Unofficial designation, given to three others, requires popular use

The World In Mourning

The Death Of Pope John Paul Ii

April 08, 2005|By Janice D'Arcy | Janice D'Arcy,SUN STAFF

ROME - From the faithful in the streets to homilies at the Vatican, an unofficial change is under way: Pope John Paul II is becoming John Paul the Great.

The moniker "Great" was in the written text of Cardinal Angelo Sodano's homily at a St. Peter's Mass on Sunday. The Italian press is employing it at will. The lexicon of mourners who are gathering here in an unprecedented crush is thick with it.

"The title has caught on," said Cardinal Justin Rigali of Philadelphia. "That's what we call him, John Paul the Great."

Popular affirmation

In the Catholic Church, the term is more than a mere compliment.

It is a title widely bestowed on just three previous popes, all of whom reigned more than a 1,000 years ago.

But unlike the arduous process for sainthood, there is no official procedure or ceremony en route to Greatness. It is at once simpler and much more difficult.

It needs popular affirmation.

"The examples from antiquity happened by use and the pen of subsequent ecclesiastical writers," said Brother Charles Hilken, a history professor at St. Mary's College of California.

Three other popes

Pope Leo I, 440-461, established that the authority of the papacy, transcending the importance of its position beyond the individual pontiff. He twice saved Rome from devastation by challenging invaders, including Attila the Hun.

Pope Gregory I, 590-604, defended Rome's primacy and sent food out daily to the poor in the streets. Pope Nicholas I, 858-867, fended off voracious Roman imperial influence.

Scholars say there have been so few - and it even remains a debate among some writers whether Nicholas is truly a Great - because the title has no official sanction.

The vox populi's commitment to the term must endure.

`John Paul joins them'

In a time when titles are fast and fickle - the wedding of the century dissolved, the trial of the century disintegrated into tawdrier imitations - it is hard to know when spectacular events are more than a spectacle.
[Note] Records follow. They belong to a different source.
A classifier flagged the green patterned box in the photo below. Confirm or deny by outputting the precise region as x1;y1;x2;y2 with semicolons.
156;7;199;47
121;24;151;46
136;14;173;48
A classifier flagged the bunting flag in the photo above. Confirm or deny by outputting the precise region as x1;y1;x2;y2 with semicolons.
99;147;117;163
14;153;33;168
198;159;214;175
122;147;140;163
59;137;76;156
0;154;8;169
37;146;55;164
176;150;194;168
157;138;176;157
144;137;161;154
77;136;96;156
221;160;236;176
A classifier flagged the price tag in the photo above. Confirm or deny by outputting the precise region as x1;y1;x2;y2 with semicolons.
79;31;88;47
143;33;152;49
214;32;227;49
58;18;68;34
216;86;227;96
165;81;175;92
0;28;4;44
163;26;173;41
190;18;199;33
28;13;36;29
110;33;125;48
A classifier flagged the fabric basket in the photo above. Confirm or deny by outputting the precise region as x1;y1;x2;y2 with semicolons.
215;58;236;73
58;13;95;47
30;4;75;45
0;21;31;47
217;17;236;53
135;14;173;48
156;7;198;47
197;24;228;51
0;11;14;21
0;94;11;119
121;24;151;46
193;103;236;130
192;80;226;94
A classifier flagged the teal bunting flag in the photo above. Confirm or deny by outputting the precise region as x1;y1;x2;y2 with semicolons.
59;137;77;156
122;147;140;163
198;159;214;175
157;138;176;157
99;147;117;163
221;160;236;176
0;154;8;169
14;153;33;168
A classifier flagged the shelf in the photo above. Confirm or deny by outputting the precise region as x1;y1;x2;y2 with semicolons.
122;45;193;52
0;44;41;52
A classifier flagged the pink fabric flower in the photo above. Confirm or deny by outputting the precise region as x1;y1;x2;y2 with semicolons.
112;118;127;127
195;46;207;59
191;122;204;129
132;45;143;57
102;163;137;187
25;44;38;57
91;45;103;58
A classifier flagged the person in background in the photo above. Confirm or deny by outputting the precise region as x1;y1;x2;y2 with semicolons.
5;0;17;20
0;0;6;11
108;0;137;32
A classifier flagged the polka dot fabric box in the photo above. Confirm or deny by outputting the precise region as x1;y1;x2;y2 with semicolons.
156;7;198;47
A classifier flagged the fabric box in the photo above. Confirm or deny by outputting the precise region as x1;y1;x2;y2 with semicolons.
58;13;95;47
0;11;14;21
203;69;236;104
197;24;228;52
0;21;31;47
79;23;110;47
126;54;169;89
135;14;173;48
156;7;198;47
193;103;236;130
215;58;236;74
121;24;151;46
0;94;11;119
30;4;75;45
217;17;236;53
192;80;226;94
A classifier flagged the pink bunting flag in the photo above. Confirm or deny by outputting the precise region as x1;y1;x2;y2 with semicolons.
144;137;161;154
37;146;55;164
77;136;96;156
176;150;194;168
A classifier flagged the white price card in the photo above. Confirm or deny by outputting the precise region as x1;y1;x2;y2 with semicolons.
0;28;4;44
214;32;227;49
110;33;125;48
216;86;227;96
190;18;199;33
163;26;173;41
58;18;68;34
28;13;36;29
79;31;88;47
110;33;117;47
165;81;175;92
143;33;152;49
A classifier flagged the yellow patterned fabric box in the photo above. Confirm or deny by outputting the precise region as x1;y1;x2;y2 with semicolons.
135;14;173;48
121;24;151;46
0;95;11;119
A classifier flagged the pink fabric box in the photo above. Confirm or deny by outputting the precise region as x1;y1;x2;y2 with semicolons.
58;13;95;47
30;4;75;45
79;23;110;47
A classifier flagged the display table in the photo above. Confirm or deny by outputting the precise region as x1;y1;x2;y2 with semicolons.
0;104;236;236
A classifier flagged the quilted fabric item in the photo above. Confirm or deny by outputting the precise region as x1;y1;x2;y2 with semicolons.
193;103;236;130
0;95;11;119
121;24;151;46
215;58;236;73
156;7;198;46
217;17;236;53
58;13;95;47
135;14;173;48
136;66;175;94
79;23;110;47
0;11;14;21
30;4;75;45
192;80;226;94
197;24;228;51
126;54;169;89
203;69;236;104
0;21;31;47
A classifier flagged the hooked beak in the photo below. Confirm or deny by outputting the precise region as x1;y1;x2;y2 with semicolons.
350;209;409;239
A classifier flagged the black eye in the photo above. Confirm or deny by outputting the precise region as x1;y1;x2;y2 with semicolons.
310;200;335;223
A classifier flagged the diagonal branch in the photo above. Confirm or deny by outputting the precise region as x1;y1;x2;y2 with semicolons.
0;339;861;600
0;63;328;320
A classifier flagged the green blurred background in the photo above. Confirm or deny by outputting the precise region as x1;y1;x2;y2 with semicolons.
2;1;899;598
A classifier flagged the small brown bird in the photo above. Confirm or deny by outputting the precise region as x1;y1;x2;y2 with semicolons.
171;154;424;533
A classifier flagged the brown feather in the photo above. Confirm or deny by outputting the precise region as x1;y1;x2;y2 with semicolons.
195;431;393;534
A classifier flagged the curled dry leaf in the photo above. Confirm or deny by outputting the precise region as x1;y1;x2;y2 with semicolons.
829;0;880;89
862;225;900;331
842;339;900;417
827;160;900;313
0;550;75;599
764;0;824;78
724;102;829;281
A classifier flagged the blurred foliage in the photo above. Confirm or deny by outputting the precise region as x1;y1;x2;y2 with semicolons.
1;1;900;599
But for many of those who have turned the streets around Vatican City into cobblestone beds this week, history is evident. It is, too, for others far from the pageantry of today's farewell.

"Before Karol Wojtyla , there were other popes called `the Great' - Gregory, Leo and Nicholas. Now, John Paul joins them. John Paul the Great," read the conclusion of an editorial in the Wednesday edition of The Warsaw Voice.